WASHINGTON, July 23 (Reuters) – US Treasury Secretary Janet Yellen on Friday urged lawmakers to raise or suspend the country’s debt limit as soon as possible and warned that if Congress did not act by on August 2, the Treasury Department is expected to take “extraordinary” action. measures âto prevent a US default.
In a letter to House of Representatives Speaker Nancy Pelosi, Yellen said October 1, the first day of the next fiscal year, could be a critical date for the United States’ ability to pay its obligations without legislation on debt limitation due to significant federal planned spending. for then.
In the letter, also sent to other congressional leaders from both parties, Yellen said US debt would be at the legal limit on August 1, when a two-year suspension is expected to expire.
A partisan struggle to raise the debt ceiling erupted in Congress this week. Republicans have taken up the debt limit issue to attack Democrats for pushing legislation they say has led to inflation and escalating public debt.
âToday, the Treasury announces that it will suspend the sale of State and Local Government Series (SLGS) securities at 12:00 p.m. on July 30, 2021,â Yellen wrote.
The suspension of those sales to state and local municipal bond issuers will continue until the debt ceiling is suspended or raised, Yellen said.
“If Congress has not acted to suspend or increase the debt limit by Monday, August 2, 2021, the Treasury will need to start taking some additional extraordinary measures to prevent the United States from defaulting on its obligations “, added Yellen.

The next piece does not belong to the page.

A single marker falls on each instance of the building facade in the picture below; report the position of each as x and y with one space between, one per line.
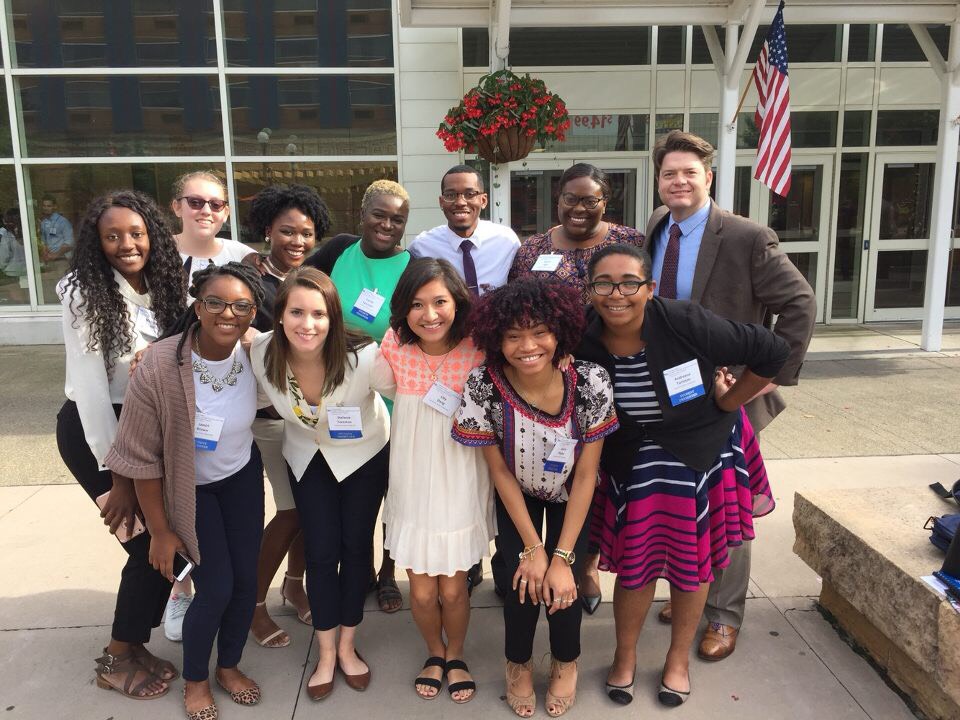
335 94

Failure to resolve differences among lawmakers over whether cuts in public spending should accompany an increase in the legal debt limit, currently set at $ 28.5 trillion, could lead to a federal government shutdown – as has happened three times in the last decade – or even a debt default.
White House press secretary Jen Psaki told reporters that President Joe Biden’s administration is not setting a new deadline for congressional action, but Yellen offered an idea of ââthe timing of necessary actions.

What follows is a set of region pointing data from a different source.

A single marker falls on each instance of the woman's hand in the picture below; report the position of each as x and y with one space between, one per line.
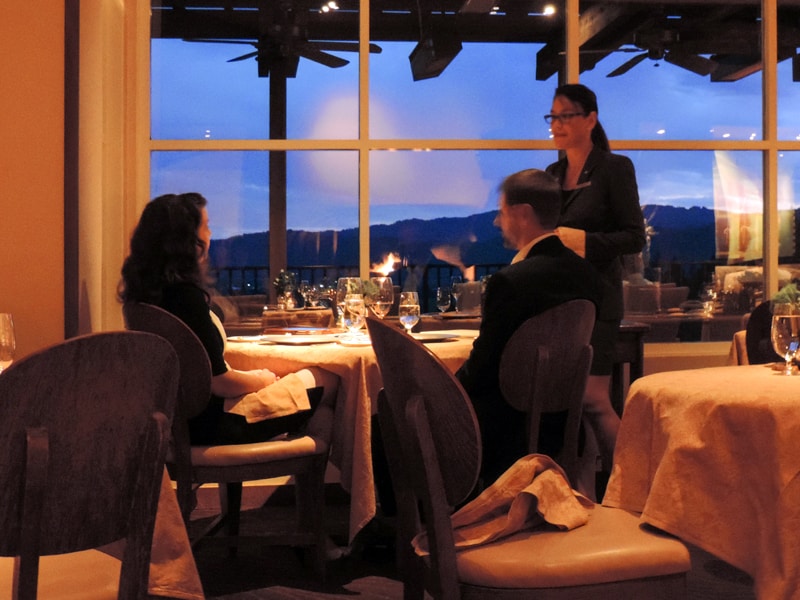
574 239
266 376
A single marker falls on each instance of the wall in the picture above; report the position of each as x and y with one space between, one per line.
31 171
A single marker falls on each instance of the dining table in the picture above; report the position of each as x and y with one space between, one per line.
710 456
354 361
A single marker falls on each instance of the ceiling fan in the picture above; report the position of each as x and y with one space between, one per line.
283 41
660 44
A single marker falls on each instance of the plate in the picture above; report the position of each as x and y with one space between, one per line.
429 336
455 315
244 338
298 340
361 340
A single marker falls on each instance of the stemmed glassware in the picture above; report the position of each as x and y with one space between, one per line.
443 299
355 312
455 288
381 296
785 333
408 310
344 287
8 342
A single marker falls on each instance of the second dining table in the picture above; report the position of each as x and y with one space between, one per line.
360 382
710 455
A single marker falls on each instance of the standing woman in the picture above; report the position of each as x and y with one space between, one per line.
601 220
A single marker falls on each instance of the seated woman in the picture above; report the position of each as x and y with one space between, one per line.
167 266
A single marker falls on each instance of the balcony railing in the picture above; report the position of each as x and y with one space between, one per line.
249 280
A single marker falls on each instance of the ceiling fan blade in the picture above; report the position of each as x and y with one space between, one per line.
323 58
627 65
244 56
692 62
218 41
345 47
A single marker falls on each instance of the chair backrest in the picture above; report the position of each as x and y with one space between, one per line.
433 447
84 428
195 381
544 368
757 337
194 390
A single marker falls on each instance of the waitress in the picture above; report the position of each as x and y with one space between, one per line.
601 220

“We certainly expect Congress to act in a bipartisan fashion, as it did three times under the previous administration, to raise the debt ceiling,” Psaki said.
Yellen’s letter said it was not clear how long the Treasury measures would last, citing increased uncertainty about the payment and revenue forecast due to the COVID-19 pandemic. Yellen said there are scenarios in which Treasury liquidity and extraordinary measures to continue borrowing could be exhausted shortly after Congress fully returns from its summer recess in mid-September.
“For example, on October 1 alone, liquidity and extraordinary measures are expected to decline by around $ 150 billion due to large mandatory payments, including an investment in retirement and health linked to the Department of Defense,” he said. Yellen said.
Yellen told Reuters in an interview last week that the Treasury was on track to end July with a cash balance of $ 450 billion, up from $ 1.12 trillion at the end of March.
Wednesday, the Treasury reported a cash balance of $ 616.3 billion and a total debt of $ 28.44 billion subject to the federal debt ceiling.